In den letzten Jahrzehnten ist der Bedarf an Rohholz rasant gestiegen. Darum versuchen Wissenschaftler möglichst rasch eine Alternative zu finden. Denn um Möbel, Bodenbeläge oder andere Produkte aus Holz herzustellen, wird eine große Menge an Rohholz benötigt. Ein erster Meilenstein könnte nun gesetzt worden sein: Göttinger Wissenschaftler haben nämlich einen Holzwerkstoff entwickelt, der aus schnell nachwachsenden Rohstoffen besteht. Umgangssprachlich dreht es sich hier um „Popkorn“. Das Maisprodukt könnte nun die Spanplatte der Zukunft leichter und robuster machen.

Das „BalanceBoard“ – so wird der Verbundwerkstoff genannt, der aus Holzspänen und Mais in Form von Popcorngranulat besteht – wurde von Wissenschaftlern der Universität Göttingen entwickelt. Die Spanplatten mit einer Mittelschicht aus Popcorngranulat sollen die technischen Anforderungen im Vergleich zu Standard-Spanplatten komplett erfüllen. Positiver Nebeneffekt: Die Mischung führt dazu, dass die Platten bis zu 35 Prozent leichter sind. Trotzdem weisen sie mit einer Mittelschicht aus Popcorngranulat eine höhere Festigkeit auf als vergleichbare Platten aus Holzspänen.

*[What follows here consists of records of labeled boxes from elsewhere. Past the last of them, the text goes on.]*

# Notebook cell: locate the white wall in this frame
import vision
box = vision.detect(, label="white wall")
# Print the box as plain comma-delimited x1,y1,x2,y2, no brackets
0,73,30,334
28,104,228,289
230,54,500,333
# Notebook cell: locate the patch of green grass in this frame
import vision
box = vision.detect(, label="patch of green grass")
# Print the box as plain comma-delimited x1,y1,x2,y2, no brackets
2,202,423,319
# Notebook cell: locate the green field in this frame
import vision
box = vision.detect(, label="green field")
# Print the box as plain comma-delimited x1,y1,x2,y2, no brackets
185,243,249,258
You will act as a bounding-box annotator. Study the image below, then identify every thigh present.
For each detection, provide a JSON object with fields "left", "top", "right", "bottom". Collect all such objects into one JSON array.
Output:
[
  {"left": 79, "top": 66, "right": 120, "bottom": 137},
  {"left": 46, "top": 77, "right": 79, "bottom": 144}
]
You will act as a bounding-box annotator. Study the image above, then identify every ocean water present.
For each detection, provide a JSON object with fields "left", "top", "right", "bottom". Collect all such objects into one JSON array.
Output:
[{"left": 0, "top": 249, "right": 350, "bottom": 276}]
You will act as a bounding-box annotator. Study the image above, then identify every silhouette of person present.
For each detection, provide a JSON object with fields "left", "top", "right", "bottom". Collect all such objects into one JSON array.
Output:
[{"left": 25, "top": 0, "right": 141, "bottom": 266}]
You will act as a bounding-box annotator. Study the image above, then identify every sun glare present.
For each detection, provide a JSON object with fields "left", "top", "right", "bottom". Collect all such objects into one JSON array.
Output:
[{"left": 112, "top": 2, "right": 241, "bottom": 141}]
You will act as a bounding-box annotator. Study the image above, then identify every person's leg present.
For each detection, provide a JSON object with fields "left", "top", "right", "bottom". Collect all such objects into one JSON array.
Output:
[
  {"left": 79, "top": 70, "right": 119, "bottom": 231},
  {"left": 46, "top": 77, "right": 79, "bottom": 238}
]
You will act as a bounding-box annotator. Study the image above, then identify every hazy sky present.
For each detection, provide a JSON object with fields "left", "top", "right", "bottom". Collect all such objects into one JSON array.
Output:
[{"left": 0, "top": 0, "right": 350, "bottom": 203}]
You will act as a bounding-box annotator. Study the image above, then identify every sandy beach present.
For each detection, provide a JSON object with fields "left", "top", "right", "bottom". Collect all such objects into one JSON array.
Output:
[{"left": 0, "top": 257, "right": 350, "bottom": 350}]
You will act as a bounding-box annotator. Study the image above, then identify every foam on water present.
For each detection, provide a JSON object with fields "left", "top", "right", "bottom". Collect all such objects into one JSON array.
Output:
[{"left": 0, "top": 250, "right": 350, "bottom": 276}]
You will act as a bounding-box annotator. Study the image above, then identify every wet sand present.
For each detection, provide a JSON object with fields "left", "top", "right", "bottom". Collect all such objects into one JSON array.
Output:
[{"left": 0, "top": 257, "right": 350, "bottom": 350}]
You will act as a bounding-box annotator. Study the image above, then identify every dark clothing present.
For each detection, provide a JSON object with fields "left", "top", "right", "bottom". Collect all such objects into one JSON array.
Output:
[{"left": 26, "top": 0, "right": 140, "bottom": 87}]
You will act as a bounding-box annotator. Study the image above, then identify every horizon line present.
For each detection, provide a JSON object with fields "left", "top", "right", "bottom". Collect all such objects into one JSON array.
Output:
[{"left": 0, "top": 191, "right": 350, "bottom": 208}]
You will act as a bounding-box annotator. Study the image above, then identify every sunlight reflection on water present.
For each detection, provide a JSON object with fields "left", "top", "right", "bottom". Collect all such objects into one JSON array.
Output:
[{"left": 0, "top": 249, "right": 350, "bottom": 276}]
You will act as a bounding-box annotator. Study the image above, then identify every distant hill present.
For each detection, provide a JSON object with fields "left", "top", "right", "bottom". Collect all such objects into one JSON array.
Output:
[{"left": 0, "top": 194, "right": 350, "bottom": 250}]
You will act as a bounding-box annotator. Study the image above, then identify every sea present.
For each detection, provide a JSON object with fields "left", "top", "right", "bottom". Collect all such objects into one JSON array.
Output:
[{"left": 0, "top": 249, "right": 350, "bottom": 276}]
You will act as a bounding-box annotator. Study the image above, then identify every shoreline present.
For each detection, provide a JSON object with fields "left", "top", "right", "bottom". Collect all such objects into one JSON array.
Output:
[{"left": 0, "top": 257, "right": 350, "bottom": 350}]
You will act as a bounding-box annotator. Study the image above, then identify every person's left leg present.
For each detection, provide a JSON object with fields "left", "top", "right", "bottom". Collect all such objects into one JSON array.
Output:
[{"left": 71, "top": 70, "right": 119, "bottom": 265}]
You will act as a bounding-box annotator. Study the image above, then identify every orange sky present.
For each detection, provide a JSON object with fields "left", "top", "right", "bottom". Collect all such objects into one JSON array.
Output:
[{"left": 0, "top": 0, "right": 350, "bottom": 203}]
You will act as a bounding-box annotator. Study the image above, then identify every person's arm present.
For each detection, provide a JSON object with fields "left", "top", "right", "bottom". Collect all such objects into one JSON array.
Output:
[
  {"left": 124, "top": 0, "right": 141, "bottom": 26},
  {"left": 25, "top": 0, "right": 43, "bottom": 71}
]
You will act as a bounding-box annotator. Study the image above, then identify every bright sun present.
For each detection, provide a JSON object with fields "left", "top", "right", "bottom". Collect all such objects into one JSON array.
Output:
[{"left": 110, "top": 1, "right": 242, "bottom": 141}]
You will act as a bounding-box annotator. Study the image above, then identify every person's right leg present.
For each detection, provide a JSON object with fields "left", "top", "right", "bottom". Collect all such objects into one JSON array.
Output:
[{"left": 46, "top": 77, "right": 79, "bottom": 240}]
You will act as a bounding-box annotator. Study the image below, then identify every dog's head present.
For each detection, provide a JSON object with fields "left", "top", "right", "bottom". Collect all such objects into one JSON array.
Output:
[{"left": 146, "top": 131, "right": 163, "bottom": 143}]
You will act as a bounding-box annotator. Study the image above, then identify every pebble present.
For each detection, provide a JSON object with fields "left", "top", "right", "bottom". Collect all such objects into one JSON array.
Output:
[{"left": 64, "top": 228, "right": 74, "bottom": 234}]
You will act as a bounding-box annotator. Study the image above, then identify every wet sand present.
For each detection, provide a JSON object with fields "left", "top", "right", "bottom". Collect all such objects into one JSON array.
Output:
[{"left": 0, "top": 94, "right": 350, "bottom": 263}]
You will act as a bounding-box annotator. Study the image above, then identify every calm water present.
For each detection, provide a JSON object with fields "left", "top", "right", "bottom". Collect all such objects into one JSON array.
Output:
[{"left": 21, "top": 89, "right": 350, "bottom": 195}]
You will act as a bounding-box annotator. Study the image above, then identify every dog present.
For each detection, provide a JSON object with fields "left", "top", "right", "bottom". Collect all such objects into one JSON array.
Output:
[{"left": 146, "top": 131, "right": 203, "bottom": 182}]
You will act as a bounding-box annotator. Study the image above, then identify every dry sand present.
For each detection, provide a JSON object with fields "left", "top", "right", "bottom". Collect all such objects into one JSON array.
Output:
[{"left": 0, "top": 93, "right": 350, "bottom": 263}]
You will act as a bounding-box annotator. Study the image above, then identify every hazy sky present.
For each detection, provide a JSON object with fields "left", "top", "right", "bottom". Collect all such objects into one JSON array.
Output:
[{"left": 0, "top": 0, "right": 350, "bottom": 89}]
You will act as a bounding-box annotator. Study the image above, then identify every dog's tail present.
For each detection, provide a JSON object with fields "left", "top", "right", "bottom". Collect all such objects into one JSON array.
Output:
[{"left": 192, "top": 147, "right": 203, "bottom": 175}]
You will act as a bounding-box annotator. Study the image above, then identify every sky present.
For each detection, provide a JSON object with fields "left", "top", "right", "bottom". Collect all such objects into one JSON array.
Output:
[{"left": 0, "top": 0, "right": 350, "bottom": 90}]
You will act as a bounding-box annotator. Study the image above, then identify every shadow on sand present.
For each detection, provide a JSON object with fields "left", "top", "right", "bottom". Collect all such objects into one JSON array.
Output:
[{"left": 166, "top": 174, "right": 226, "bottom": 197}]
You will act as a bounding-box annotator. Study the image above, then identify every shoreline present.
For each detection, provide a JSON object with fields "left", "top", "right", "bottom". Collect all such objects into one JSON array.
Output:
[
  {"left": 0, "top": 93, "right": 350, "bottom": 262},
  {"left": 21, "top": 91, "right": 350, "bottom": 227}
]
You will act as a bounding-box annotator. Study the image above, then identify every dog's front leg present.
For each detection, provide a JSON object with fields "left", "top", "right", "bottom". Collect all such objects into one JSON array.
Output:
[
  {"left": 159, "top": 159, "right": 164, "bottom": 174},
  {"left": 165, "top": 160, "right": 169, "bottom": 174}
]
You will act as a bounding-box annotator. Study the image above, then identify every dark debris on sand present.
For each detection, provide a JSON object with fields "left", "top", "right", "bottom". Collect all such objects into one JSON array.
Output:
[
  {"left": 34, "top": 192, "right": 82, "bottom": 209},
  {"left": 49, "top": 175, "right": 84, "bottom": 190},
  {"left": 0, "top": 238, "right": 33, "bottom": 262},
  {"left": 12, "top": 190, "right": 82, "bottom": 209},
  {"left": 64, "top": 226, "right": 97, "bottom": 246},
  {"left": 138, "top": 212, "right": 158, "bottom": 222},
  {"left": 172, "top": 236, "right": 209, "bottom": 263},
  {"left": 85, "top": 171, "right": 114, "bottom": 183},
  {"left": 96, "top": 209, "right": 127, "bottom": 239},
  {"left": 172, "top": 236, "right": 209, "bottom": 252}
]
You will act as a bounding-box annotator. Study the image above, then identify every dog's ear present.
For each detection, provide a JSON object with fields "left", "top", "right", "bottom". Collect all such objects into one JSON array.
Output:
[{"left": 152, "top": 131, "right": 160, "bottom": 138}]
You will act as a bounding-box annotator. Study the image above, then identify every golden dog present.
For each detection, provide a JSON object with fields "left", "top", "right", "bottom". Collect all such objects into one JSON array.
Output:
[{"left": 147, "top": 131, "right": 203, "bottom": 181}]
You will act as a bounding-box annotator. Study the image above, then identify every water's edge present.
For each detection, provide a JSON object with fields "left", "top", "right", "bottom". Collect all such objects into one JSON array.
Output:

„Mit BalanceBoard haben wir die Grundlage für eine neue Generation von Holzwerkstoffen geschaffen“, so der Leiter des Projekts, Prof. Dr. Alireza Kharazipour von der Fakultät für Forstwissenschaften und Waldökologie der Universität Göttingen.

Das „BalanceBoard“ besteht zu etwa 35 Prozent aus Rohstoffen, die innerhalb eines Jahres nachwachsen und in großer Menge zur Verfügung stehen. Darüber hinaus lassen sich aufgrund des geringeren Gewichts beim Transport und bei der weiteren Verarbeitung der Platten Energie und Kosten sparen. Auch das Klima wird geschont: Genau wie Holz speichern die Maispflanzen Kohlenstoffdioxid, das in der Spanplatte gebunden und erst beim Verrotten wieder freigesetzt wird.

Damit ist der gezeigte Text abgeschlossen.